ゴウッ! と火柱が朔の目の前でうねり動く。

「な、んだってんだよ!?」

 遠くでさらに数本火柱が立ち、こちらへ飛んでくる。

 その火柱は、突然成長した竹によって防がれた。

「何してんのよ!? 早くこっちに来なさい!」

振り向くと鈴仙が指を奇妙な形にして立っていた。

「くそっ!いったいなんだってん・・・」

「おーおー、兎に兄弟までいやがる」

 ドゴンッ! と音がしたと思ったら鈴仙が勢い良く宙を吹き飛んでいた。

「鈴仙!!」

「そんなに心配しなくてと玉兎は皆頑丈だから平気だっつーの」

 いつの間にか隣に男がいた。ボロボロのマントを見に包んだ夜の色を持つ男はニヤニヤと笑いながら朔を見ている。

「誰だてめぇは」

「そんなに怖い顔をするなよ兄弟。腹違いとも言える物ではあるが同じ感覚で生まれた仲間だろ?」

 兄弟、という言葉か引っかかった。そして腹違い。

「・・・まさか、いや送られてきた情報にはお前の情報はなかったぞ」

「当たり前だ。俺みたいな試作品の試作品みたいな奴の情報があるわけねぇだろうが」

「つーことは、やっぱお前は・・・」

 男は手をひらひらとさせながら朔にこう言ってきた。


「気づいたか。俺はお前ら改良型と違う、八意の作った理論をそのままぶち込まれた失敗作だ」


 朔達は、八意の作った理論を組み込み、改良して作られた物だ。

 その理論がどんな物かは朔は知らない。

 ただ、その理論自体は手を加えなくても十分完成していたのだけは知っていた。

 理論が完成しているなら、実験を、試作品を作っていてもおかしくない。

「いやーさ、苦労したぞ?あいつら人を勝手に攫っておいてコントロールが出来ないとかの理由で地上にぶち落としたんだからな」

 ヘラヘラと乾いた笑みを浮かべながら男は語る。

「ほんと、大変だった。この力をコントロールするのに大陸一つ壊しちまったよ」

 何の悪気もなく、男は語る。

「なんでこんなことをするんだ。俺が何をした?その疑問にあいつら月人はなんて答えたと思う」

 男は空を、その先にあるであろう月を見上げて言う。

「『地上にいること自体が罪』だとよ」

 ぼっ、と男の手のひらに白炎が生まれた。

「その言葉を聞いた時にさ、俺は決めたんだよ」

 ズズズッと炎は形を変え、一振りの剣となった。

「復讐をな!」

 ダンッ! と突然男は地面を足で叩く。

 それを合図に男と朔の周りを爆炎が吹き飛ばした。

「ちぃ!」

 炎の向こう側で誰かが何か言ったが、朔の耳には届かない。

「なあ、お前も一緒に来ないか?」

 男は手を朔に伸ばして言う。

「月人に復讐をするんだ。お前も憎んでるはずだ。
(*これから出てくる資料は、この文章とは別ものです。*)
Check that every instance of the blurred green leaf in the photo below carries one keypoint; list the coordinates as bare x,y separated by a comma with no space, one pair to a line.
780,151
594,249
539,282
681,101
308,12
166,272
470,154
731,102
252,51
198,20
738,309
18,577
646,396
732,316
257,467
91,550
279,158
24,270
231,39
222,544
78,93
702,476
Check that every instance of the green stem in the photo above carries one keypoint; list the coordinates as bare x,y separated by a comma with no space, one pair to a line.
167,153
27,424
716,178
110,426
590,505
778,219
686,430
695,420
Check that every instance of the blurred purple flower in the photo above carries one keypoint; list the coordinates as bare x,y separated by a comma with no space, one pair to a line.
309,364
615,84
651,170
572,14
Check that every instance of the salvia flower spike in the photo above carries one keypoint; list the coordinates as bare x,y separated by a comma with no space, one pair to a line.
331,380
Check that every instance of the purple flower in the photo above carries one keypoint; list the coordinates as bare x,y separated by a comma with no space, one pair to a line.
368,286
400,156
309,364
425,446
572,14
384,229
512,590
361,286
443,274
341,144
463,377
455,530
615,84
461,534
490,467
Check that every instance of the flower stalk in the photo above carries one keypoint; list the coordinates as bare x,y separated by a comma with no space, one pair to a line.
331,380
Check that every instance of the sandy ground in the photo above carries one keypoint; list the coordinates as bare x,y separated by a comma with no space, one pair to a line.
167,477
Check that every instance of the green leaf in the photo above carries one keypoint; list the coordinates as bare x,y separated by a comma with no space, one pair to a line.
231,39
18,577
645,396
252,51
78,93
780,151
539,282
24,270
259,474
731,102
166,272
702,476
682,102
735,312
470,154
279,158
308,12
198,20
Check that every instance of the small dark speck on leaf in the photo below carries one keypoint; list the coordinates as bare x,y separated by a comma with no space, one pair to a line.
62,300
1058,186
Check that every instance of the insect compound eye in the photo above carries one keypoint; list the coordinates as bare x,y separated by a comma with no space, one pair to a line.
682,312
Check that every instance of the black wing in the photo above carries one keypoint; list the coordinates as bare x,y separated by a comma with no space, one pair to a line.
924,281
一緒に奴らを殺してやろう」

 復讐、それもいいかもしれない。と朔は思った。

「・・・悪くはないな」

「おおそうか!」

 男は本当に嬉しそうな声を出した。ぐいっと手を伸ばしてくる。

 朔はその手に手を伸ばす。


「だが無意味だ」


 その手を、はたき落とした。

「・・・えっ?」

 男は信じられない物を見たという顔をしていた。

 朔は男に向かって、ハッキリと言ってやる。

「お前が復讐の先に幸せが待っていると言うつもりなら、俺はお前に手を貸すよ。だが違うだろ?お前はあいつらを痛めつけることしか考えてないな」

 腰の刀に手を当てる。

「俺はさ、復讐を駄目だと言うつもりはない。復讐して進むこともあるだろうな」

 刀を引き抜き、男に向ける。

「だがお前は違う。お前が復讐しても進むことなんてない。あるのはただの、停滞だ」

 男の顔はいつの間にか、何の感情も篭って無かった。朔は気にせず話続ける。

「お前は悪くないよ。だが正義というわけでもない。ならば止める、止めてやる。そんな意味のない行動は、俺が止めてやる」

「・・・そうか、お前もつまらん奴だな」

 男は白炎の剣を朔に向ける。お互いの武器は、少しでも動けば当たる位置にある。

「・・・とまあ、ここまでが適当。ここからが本音だ」

「あ?」

「本音はな、嫌なんだよ。復讐だのなんだの言って誰かを傷つけるのが。この刀を振るう時の俺の気持ち、お前には理解出来ないだろうよ」

 男は、何かが朔の中で動いてるのを感じた。

「俺はただ、毎日平和に、毎日働いて、少しばかり遊んでいたいだけだ。刀を振るうなんてまっぴらごめんだ」

 その何かを、男は知っていた。その力は、誰かに植え付けられた物ではない。人が持つ力。

「そしてそれ以上に、知り合いが傷ついてるのを見るのがごめんだ」

 危険だと思った。その力は、男を殺せることがわかっていたから。

「だから・・・っ!」

 朔が言い切る前に男は白炎の剣を振るう。

 朔が剣を避けると同時に動いていた力が消え去った。

「・・・もういいだろ。お前は敵だ、それだけで充分だ」

 男は右手を高く振り上げ、叫ぶ。

「我が心の形は全てがひれ伏す剛の剣!」

 右手を中心に黒い霧のような物か集まっていく。

「次元と事象を超えて我が前に現れよ!」

 霧は巨大な剣のような形を作り出していく。

「心意具現!!」

 黒い霧は巨大な剣となり、男は剣を軽々と持ち上げ朔に向ける。